FIG. 1 is a side view of an apparatus for producing a fully matured compost according to the present invention.

FIG. 2 is a perspective view showing an attached state of a flat plate blade in a fermenter drum according to the present invention.

FIG. 3 shows a screw blade, III- in FIG.
Line III vertical sectional view.

FIG. 4 is a diagram showing the flow of air in four thin tubes provided inside an air supply pipe.

FIG. 5 is a longitudinal sectional view of an air supply pipe provided with four thin tubes.

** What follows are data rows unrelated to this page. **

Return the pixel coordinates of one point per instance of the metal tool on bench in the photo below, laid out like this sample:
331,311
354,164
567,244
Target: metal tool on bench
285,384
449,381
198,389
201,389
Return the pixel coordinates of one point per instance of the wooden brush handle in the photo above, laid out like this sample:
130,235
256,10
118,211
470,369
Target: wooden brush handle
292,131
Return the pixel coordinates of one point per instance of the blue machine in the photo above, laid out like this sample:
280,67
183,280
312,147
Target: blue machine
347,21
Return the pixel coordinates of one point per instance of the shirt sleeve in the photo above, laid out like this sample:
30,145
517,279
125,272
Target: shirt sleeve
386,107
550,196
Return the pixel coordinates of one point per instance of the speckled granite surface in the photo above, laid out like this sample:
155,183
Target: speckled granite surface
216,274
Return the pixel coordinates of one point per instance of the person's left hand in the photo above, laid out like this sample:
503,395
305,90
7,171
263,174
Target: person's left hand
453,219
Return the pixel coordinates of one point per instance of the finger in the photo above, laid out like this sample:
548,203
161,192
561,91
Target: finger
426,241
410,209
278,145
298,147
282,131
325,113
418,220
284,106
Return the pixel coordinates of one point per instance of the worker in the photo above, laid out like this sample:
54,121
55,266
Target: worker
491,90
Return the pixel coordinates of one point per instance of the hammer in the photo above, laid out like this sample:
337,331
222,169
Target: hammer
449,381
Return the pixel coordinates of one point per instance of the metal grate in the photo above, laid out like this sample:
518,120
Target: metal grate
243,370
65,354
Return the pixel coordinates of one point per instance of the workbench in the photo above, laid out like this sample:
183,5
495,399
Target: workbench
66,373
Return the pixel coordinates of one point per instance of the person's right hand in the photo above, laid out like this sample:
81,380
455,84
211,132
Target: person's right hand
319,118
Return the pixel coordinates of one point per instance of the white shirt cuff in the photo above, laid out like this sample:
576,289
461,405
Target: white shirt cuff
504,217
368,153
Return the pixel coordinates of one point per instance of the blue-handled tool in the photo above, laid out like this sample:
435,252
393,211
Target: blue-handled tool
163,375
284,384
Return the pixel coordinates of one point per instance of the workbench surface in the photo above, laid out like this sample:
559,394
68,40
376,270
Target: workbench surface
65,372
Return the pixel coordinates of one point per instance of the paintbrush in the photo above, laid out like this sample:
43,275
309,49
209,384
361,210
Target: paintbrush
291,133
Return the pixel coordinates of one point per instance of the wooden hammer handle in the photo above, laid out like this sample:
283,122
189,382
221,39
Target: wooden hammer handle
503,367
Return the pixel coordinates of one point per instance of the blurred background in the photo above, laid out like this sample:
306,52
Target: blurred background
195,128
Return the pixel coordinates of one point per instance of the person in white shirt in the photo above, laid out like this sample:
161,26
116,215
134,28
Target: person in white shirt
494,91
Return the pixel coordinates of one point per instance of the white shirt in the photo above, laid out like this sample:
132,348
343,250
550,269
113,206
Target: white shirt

FIG. 6 is a perspective view of a secondary fermenter for fermenting compost following primary fermentation.

[Explanation of symbols]

 Reference Signs List 1,19 Belt conveyor 2 Raw material 3 Input port hopper 4 Compost production device 5 Fermenter drum 5a, 5b, 5c, 5d Drum unit 6 Wire mesh outer peripheral wall 6a Support material 6b Hole 7 Mount 8 Motor 9 Gear 10 Chain 11 units 12 Roller 13 Outer ring part 14 Ventilation pipe 15a, 15b, 15c Flat plate blade 16a, 16b Screw blade 17 Exit hopper 18 Compost 19 Belt conveyor 20a, 20b, 20c, 20d Small tube 21 Blow hole 22 Flow meter 23 Valve 24 Secondary fermentation tank 25 Partition room 26 Tube 27 Rotary blower

Claims (5)

[Claims] 1. A fermenter drum provided with a cylindrical outer peripheral wall made of wire mesh for composting a raw material, a guide provided inside the drum for feeding the raw material, and one end of the fermenter drum An inlet hopper provided at an upper portion for feeding raw materials, an outlet hopper provided at the other end of the fermenter drum for discharging compost, and an air hopper provided at a center axis of the fermenter drum are provided. With a small diameter air duct for
By rotating the guide portion, the raw material is sent from the input port hopper to the outlet hopper, and the raw material is fermented during that time. In a compost manufacturing apparatus adapted to be fed into a raw material in a fermenter drum, the guide portion is configured to rotate integrally with the drum, and a plurality of flat blades attached to an inner surface of the drum,
Composed of two screw blades, the two screw blades wind up the raw material and increase the ratio of the raw material in the drum, and an outlet hopper is provided at the upper end of the other end of the drum. A compost manufacturing apparatus characterized in that: (2) From the input port hopper to the outlet hopper,
The compost manufacturing apparatus according to claim 1, wherein the flat plate blade, the screw blade, and the flat plate blade are provided in this order. 3. A plurality of reinforcing supports are provided in the longitudinal direction of the cylindrical outer peripheral wall of the fermenter drum, and radially-oriented flat blades are attached to the inner peripheral surfaces of these supports. 1 or 2 compost manufacturing apparatus. 4. The apparatus of claim 1, wherein the fermenter drum comprises a plurality of connected drum units. 5. A plurality of small tubes are provided in an air supply tube, one end of each of the small tubes is connected to a flow meter and a valve, and the other end is opened in the air supply tube at a position corresponding to one end of each drum unit. The compost production apparatus according to claim 4, wherein the amount of air supplied to the raw material through the outlet of the air supply pipe is adjusted thereby to perform suitable fermentation.